For Jewish history in particular, the history of the remote community in the Cochin region shows how traditions could be maintained at long reach from Jewish population centers.  For instance, Jewish women’s songs in the local Malayalam language handed down from generation to generation in handwritten notebooks offer details about life before the advent of modern communications.

The Jewish community in Kerala may date from as early as Biblical times.  Some cite the words in the book of Kings that appear to be of early Dravidian origin (or ancient Tamil) as well as references to trade with India as prooftexts for this contention. Did King Solomon have boats that could make the journey, bringing back the highly valued spices and sandalwood of the Indian subcontinent to his palace? Could the first synagogues in Kerala have been built by people with some collective memory of the Temple, which would explain the use in the Cochin synagogues of spaces like the azara (the courtyard adjoining the sanctuary)and the Jachin and Boaz pillars (which stood in front of the Temple)?

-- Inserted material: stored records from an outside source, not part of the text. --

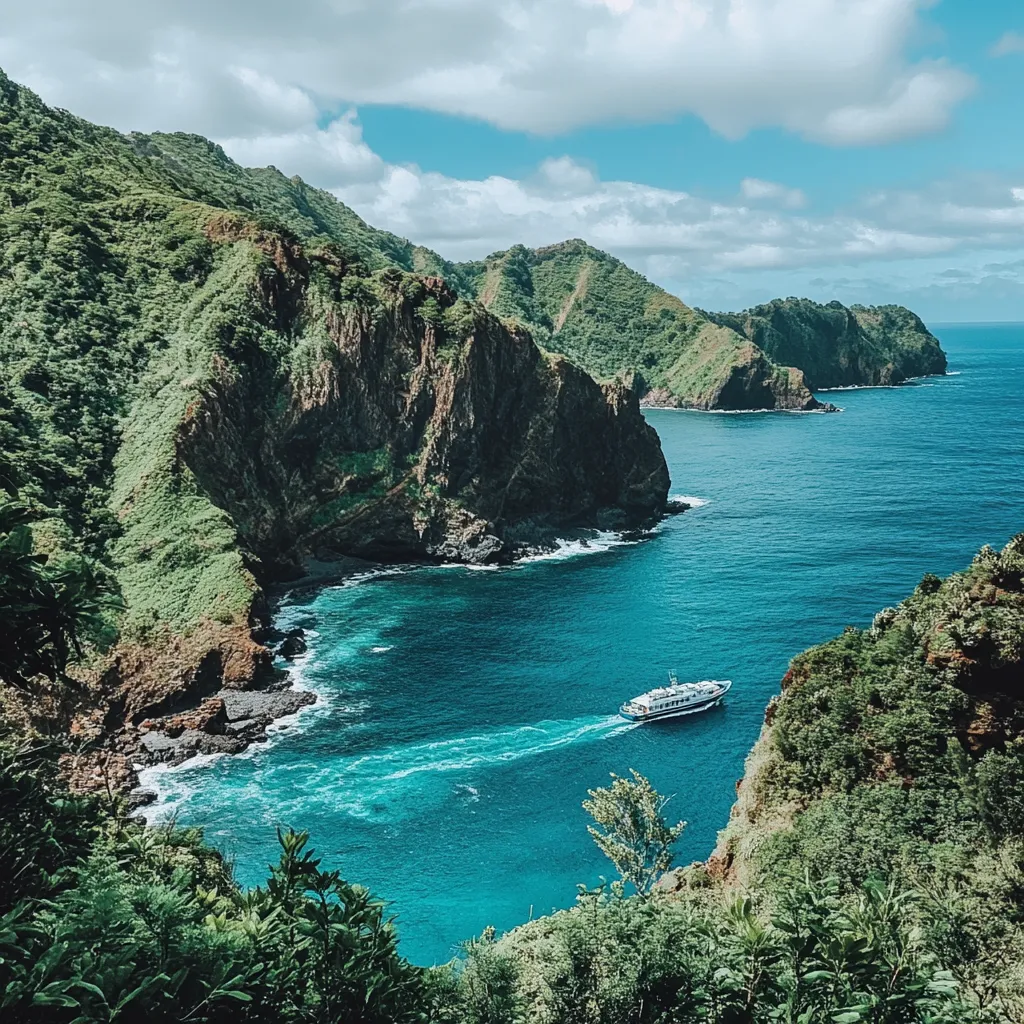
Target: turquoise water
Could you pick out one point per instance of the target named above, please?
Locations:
(464, 714)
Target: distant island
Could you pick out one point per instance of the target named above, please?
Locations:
(611, 321)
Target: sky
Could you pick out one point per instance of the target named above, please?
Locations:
(732, 151)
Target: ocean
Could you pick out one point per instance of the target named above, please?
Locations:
(465, 713)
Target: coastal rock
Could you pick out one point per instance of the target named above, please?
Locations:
(293, 645)
(259, 377)
(840, 346)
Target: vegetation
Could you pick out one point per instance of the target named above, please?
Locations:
(872, 871)
(631, 830)
(837, 346)
(103, 920)
(873, 866)
(46, 611)
(582, 302)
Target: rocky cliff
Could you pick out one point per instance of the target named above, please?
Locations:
(608, 318)
(210, 375)
(585, 303)
(896, 750)
(837, 346)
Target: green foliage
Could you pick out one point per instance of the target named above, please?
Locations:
(815, 956)
(104, 920)
(46, 611)
(838, 346)
(895, 753)
(631, 830)
(584, 303)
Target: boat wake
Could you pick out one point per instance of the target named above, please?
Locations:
(386, 784)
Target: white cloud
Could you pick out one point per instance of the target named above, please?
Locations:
(757, 189)
(835, 71)
(1009, 42)
(669, 235)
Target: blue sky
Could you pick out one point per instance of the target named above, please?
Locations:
(731, 150)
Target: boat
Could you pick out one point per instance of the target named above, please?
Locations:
(675, 699)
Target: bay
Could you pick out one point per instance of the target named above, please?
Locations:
(464, 714)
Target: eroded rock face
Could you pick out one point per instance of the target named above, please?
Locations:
(410, 438)
(840, 346)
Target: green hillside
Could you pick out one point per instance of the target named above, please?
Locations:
(837, 346)
(871, 872)
(610, 320)
(209, 374)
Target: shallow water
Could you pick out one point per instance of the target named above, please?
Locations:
(465, 713)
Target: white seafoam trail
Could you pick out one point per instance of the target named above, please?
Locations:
(380, 779)
(377, 783)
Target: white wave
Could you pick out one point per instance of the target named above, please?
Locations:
(563, 549)
(379, 781)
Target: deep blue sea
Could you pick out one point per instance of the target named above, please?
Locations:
(464, 714)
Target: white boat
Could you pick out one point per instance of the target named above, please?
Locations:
(675, 699)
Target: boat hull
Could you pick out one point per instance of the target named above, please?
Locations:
(657, 716)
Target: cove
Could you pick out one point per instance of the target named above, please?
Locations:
(464, 714)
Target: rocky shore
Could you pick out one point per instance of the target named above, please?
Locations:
(229, 720)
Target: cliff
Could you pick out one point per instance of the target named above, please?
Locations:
(837, 346)
(210, 374)
(610, 320)
(898, 751)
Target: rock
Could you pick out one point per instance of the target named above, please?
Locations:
(293, 645)
(140, 798)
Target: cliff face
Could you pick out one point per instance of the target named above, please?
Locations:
(209, 374)
(837, 346)
(897, 750)
(410, 425)
(608, 318)
(585, 303)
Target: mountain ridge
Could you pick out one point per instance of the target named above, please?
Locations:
(586, 303)
(211, 375)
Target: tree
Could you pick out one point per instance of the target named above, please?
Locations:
(631, 829)
(45, 611)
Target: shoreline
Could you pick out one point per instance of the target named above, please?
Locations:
(827, 408)
(247, 720)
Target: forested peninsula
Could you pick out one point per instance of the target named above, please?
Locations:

We know that by Roman times, the demand for pepper fostered a thriving sea trade from Rome to the city of Alexandria in Egypt, through an ancient canal, to the Red Sea, and across the Arabian Sea to the Malabar coast in India.  Modern archaeologists have identified Roman ruins in Pattanam, on the Malabar coast of western India, with the ancient port of Muziris.  Muziris was a port known to historians from a first century C.E. guide to ports which was written in Greek and known in Latin as the Periplus Maris Erythraei and from other ancient texts. It was probably a shipbuilding center, as well as a trading center, and prospered from about the first century B.C.E. to the 3rd century C.E.  Archaeological finds along the Egyptian and Yemeni coast of graffiti and pottery shards attest to the participation of Jewish sailors and traders in the spice and ointment trade. 

India was the only place where Romans and other wealthy Mediterranean people could get pepper, and ancient Roman writers lamented the grip that this valued spice held over  housewives. The spice trade was most likely the first regular commerce between India and the West, and Muziris seems to have been its central port and a source of much wealth for India.  Much later, Portugese, Dutch, French and British merchants set out to reap similar rewards.

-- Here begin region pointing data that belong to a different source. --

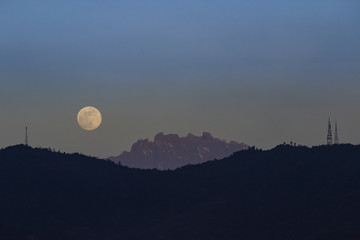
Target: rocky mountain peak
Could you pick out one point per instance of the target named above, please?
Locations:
(169, 151)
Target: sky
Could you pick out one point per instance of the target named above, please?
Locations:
(255, 71)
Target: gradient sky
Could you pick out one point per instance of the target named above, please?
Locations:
(258, 71)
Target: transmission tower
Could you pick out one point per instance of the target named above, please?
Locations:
(26, 139)
(336, 138)
(329, 136)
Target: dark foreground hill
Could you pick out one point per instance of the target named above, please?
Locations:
(171, 151)
(287, 193)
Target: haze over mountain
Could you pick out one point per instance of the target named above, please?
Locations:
(287, 193)
(171, 151)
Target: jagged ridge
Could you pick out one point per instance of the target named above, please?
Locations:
(171, 151)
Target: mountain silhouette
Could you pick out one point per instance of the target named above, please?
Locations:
(171, 151)
(286, 193)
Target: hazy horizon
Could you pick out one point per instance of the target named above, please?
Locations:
(257, 72)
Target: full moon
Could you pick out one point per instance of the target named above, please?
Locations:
(89, 118)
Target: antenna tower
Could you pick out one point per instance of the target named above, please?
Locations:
(26, 139)
(329, 136)
(336, 138)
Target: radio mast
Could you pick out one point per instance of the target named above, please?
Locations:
(336, 138)
(329, 136)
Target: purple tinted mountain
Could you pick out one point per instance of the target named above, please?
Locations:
(171, 151)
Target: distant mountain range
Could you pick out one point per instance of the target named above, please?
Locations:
(286, 193)
(171, 151)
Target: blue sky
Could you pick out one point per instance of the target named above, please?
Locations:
(262, 72)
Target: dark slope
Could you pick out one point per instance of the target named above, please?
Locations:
(285, 193)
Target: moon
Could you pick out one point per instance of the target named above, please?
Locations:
(89, 118)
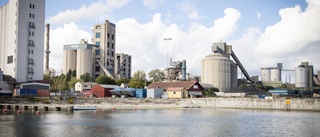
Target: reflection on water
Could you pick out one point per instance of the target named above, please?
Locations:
(161, 122)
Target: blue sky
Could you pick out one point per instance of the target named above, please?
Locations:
(262, 32)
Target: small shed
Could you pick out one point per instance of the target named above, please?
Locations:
(80, 86)
(177, 92)
(102, 90)
(154, 92)
(193, 87)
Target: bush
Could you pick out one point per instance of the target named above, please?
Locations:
(70, 100)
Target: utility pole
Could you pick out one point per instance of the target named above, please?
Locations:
(167, 39)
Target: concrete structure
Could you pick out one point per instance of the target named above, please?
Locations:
(304, 76)
(80, 86)
(271, 76)
(217, 68)
(104, 36)
(154, 92)
(102, 90)
(193, 87)
(177, 70)
(123, 66)
(78, 57)
(177, 92)
(22, 39)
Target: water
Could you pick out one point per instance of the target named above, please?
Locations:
(204, 122)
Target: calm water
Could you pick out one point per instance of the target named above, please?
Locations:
(161, 122)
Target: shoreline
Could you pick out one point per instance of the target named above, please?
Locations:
(296, 104)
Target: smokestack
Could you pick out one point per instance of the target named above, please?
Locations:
(184, 69)
(47, 52)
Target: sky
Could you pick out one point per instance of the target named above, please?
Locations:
(262, 33)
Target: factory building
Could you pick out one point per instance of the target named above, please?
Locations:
(218, 70)
(22, 24)
(78, 57)
(104, 36)
(123, 66)
(304, 76)
(271, 76)
(98, 58)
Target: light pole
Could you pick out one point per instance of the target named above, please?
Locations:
(167, 39)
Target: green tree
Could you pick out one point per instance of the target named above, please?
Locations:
(122, 80)
(69, 75)
(72, 82)
(105, 80)
(46, 77)
(74, 73)
(139, 75)
(138, 80)
(86, 77)
(156, 75)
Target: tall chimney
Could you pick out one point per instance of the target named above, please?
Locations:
(47, 52)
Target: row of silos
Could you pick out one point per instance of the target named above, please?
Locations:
(270, 74)
(304, 75)
(78, 57)
(220, 71)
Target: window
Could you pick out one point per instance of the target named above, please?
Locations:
(97, 34)
(195, 86)
(97, 69)
(97, 52)
(10, 60)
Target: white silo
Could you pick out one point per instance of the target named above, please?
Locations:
(70, 60)
(275, 74)
(265, 74)
(301, 76)
(216, 70)
(84, 62)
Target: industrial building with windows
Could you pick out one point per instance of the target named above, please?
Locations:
(98, 58)
(22, 40)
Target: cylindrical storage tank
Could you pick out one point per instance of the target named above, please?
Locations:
(216, 70)
(84, 62)
(184, 69)
(43, 93)
(275, 74)
(69, 61)
(265, 74)
(234, 75)
(301, 76)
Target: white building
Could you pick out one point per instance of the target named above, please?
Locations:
(123, 66)
(22, 39)
(104, 36)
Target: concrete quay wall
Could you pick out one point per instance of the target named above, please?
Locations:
(255, 103)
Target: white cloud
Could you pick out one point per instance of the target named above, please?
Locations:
(68, 34)
(258, 14)
(148, 49)
(188, 8)
(153, 4)
(296, 37)
(101, 8)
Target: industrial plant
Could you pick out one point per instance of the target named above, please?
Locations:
(21, 61)
(99, 58)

Kerala’s Muziris Heritage Site Project, a recent initiative of the local government, is designed to make the history of the Cochin area and local sights accessible to students, residents and visitors. Local buildings will be sensitively restored, and transportation networks are being upgraded to make it easy to reach a variety of destinations within the region.  Plans include the renovation of cultural and religious buildings, craft and industrial workshops, shops and museums.

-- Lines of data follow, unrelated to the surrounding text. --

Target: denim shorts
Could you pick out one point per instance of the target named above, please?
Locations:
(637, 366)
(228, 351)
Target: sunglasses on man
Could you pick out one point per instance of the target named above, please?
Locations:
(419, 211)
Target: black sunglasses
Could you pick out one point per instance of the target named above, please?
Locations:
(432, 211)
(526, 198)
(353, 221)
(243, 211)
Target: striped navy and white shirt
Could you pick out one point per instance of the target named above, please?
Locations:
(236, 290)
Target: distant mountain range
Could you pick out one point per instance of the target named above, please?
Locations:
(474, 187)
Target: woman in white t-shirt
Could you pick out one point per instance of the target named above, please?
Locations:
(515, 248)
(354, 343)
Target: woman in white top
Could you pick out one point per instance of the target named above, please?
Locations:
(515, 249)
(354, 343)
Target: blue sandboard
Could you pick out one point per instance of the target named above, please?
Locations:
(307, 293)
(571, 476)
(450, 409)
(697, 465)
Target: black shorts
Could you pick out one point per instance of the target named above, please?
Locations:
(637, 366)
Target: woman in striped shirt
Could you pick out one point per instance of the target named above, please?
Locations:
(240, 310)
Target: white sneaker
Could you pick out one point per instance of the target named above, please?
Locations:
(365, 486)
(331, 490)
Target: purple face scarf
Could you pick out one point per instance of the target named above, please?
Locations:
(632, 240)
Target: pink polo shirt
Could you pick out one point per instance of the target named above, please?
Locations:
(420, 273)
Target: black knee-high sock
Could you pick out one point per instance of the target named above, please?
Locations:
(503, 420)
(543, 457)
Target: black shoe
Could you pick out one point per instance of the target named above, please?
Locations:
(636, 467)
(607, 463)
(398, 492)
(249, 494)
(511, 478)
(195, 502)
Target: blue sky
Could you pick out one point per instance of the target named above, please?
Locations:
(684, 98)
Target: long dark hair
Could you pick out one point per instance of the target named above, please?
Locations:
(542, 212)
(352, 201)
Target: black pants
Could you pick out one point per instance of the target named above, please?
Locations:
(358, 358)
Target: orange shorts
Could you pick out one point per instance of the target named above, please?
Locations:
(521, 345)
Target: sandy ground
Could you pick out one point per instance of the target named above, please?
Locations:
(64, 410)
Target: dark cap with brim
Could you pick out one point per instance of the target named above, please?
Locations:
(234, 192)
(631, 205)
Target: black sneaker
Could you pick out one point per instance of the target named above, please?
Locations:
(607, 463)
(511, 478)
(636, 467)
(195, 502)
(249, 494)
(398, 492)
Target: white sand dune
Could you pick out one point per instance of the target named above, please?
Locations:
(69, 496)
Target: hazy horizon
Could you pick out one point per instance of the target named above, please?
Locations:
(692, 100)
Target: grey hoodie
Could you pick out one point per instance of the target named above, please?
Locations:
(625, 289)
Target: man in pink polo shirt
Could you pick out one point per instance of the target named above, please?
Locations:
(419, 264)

The Paradesi Synagogue in Kochi has been an internationally known landmark for many years, and receives thousands of visitors annually.  In 2005, the Kerala office of the Indian Department of Archaeology and the Kerala Department of Tourism restored the synagogue in Chendamangalam, and an exhibition opened there in February, 2006 with the support of the Koret Foundation (USA).  

Most of the Kerala Jewish community emigrated in the 1950s or the succeeding decades, and with the exception of the Paradesi synagogue, the buildings left behind in the Cochin region ceased to operate as prayer houses and communal centers. The Jewish community that remained in Kerala did not always have the means to properly maintain the smaller synagogue sites. However, many of the families from the region have renewed their interest in maintaining ties to Kerala, and scholarly and lay articles about the community have become widely available. Visitors are gradually finding out that they can get to the more remote synagogues by private car or taxi, as well as ferry and bus, in a little over an hour from Kochi or Ernakulam. They find the time to make their way out to the sites and to enjoy the countryside outside Kochi. In addition, professionals in the field of historic preservation, and journalists, as well as government specialists working on the economic development of the region have come to recognize the cultural value of the historic synagogue buildings in their local environment. This has saved the remaining several Kerala synagogues from destruction.  

In response to this historic process, the cochinsyn.com website places the seven extant Jewish community buildings in the Cochin area within an Indian, Kerala and Jewish context. Thanks to recent and ongoing restorations, the public can understand and appreciate these buildings as landmarks that express the spirit of the religious and communal life of the Jewish communities, which coexisted and thrived, along with their Hindu, Moslem and Christian neighbors, over the course of many centuries.